Nel corso della mattinata sono stati consegnati i riconoscimenti dell’edizione 2026 a professionisti, operatori sanitari e personalità del territorio. I premiati, in ordine alfabetico, sono il professor Pierluigi Antinolfi, responsabile della struttura complessa di ortopedia e traumatologia dell’azienda ospedaliera di Terni; il dottor Fabrizio Arcangeli, già direttore facente funzione della struttura complessa di dermatologia; il dottor Luca Braghiroli, direttore facente funzione della struttura complessa di chirurgia della mano e microchirurgia collegata; il direttore generale dell’azienda ospedaliera di Terni Andrea Casciari; il professor Roberto Cirocchi, direttore della scuola di specializzazione in chirurgia generale dell’università degli studi di Perugia e segretario della società italiana di ricerche in chirurgia; il dottor Leonardo Fausti, responsabile delle donazioni Covid-19 dell’azienda ospedaliera Santa Maria di Terni; la dottoressa Laura Fontetrosciani del servizio infermieristico tecnico riabilitativo ostetrico; il dottor Daniele Giuliani, dirigente medico della chirurgia colon-proctologica; il ricercatore e divulgatore della cultura e del vernacolo ternano Ivano Grifoni; il dottor Claudio Nazzaro, responsabile dell’area multidisciplinare di chirurgia programmata day-week surgery dell’ospedale di Terni e presidente nazionale delle unità di day surgery; il dottor Paolo Ottavi, direttore facente funzione della chirurgia vascolare dell’azienda ospedaliera Santa Maria di Terni; la dottoressa Maria Tagliaventi, dirigente medico della struttura complessa di oncologia medica e traslazionale; don Francesco Paolo Vaccarini, parroco della chiesa di San Pietro Apostolo in Terni; Sabrina Vannini, campionessa del mondo di tiro con l’arco 3D istintivo individuale e a squadre; e il corpo nazionale dei vigili del fuoco, comando provinciale di Terni.

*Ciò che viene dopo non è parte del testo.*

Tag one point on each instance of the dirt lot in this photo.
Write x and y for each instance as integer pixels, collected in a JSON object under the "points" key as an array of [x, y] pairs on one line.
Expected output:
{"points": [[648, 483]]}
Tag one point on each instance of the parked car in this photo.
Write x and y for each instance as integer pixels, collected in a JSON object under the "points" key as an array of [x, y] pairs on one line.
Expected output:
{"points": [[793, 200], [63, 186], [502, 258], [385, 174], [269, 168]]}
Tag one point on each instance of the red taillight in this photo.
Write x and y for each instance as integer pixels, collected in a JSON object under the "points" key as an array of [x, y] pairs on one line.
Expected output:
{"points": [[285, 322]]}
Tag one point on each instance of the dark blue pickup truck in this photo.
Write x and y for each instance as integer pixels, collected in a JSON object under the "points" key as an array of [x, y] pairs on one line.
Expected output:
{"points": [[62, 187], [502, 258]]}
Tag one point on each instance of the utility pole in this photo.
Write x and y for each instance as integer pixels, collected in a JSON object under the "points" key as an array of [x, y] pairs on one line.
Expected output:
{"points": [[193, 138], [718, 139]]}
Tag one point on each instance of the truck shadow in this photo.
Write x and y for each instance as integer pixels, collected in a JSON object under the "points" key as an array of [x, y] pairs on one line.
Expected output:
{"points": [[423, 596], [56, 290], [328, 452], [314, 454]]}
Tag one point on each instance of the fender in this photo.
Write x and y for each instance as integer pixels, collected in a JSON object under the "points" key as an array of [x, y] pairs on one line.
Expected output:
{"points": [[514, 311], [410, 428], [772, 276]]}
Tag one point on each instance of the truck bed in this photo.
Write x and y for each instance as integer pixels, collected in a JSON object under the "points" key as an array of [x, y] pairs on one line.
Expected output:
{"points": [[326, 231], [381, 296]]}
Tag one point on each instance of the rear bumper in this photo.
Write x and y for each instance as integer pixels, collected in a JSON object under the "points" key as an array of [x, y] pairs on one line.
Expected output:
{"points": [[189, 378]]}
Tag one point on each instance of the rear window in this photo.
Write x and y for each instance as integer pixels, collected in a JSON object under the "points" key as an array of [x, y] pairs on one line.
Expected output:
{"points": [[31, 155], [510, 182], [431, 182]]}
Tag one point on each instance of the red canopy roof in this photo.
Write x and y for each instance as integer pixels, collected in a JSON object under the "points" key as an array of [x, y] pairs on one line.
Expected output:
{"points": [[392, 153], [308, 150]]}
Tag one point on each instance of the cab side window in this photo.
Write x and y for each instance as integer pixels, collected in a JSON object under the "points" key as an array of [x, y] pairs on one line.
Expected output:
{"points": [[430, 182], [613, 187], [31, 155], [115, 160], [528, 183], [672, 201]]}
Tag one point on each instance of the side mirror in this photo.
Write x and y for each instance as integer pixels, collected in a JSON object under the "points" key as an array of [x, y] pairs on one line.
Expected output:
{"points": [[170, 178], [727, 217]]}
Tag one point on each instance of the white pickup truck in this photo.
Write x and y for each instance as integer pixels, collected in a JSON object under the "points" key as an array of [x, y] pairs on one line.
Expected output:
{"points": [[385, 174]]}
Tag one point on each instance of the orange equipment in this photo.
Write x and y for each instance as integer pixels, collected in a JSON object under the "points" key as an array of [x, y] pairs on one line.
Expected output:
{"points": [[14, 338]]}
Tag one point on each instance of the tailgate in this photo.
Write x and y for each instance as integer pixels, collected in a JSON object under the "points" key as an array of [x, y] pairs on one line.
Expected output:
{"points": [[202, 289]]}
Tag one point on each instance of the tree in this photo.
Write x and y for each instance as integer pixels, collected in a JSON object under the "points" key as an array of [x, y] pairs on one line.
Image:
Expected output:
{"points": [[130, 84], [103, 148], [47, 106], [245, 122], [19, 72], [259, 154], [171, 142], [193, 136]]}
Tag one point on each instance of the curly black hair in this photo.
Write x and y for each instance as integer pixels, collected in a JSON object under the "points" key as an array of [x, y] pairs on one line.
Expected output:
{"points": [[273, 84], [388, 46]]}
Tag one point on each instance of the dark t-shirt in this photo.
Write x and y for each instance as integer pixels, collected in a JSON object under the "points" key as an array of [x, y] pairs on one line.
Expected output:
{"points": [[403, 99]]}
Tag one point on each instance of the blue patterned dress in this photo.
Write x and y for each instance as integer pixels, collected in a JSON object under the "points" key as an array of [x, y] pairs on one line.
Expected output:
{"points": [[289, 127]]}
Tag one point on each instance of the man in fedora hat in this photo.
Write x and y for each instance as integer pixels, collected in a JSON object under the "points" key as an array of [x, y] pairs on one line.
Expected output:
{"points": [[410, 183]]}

Il dibattito che ha accompagnato la cerimonia si è concentrato in particolare sull’importanza di mantenere a Terni presidi fondamentali per il benessere della popolazione, a partire dall’ospedale cittadino e dalle sue eccellenze mediche e chirurgiche. Un tema legato anche all’andamento demografico del territorio: nell’area dell’Umbria sud, e in particolare nella provincia di Terni, l’indice di vecchiaia è tra i più alti d’Italia, con circa 284 anziani ogni 100 giovani. Nel corso dell’incontro è stata sottolineata la preoccupazione per le conseguenze delle politiche di contenimento della spesa sanitaria e per il rischio di un progressivo accentramento dei servizi nel capoluogo di regione. Secondo quanto evidenziato dagli organizzatori, queste dinamiche possono comportare disagi per le famiglie costrette a spostarsi per accedere alle cure, con il rischio di un aumento della rinuncia alle prestazioni sanitarie. Dal Centro sociale e culturale per anziani, promotore dell’iniziativa, è arrivato infine un ringraziamento ai volontari e ai soci che hanno contribuito alla realizzazione della manifestazione.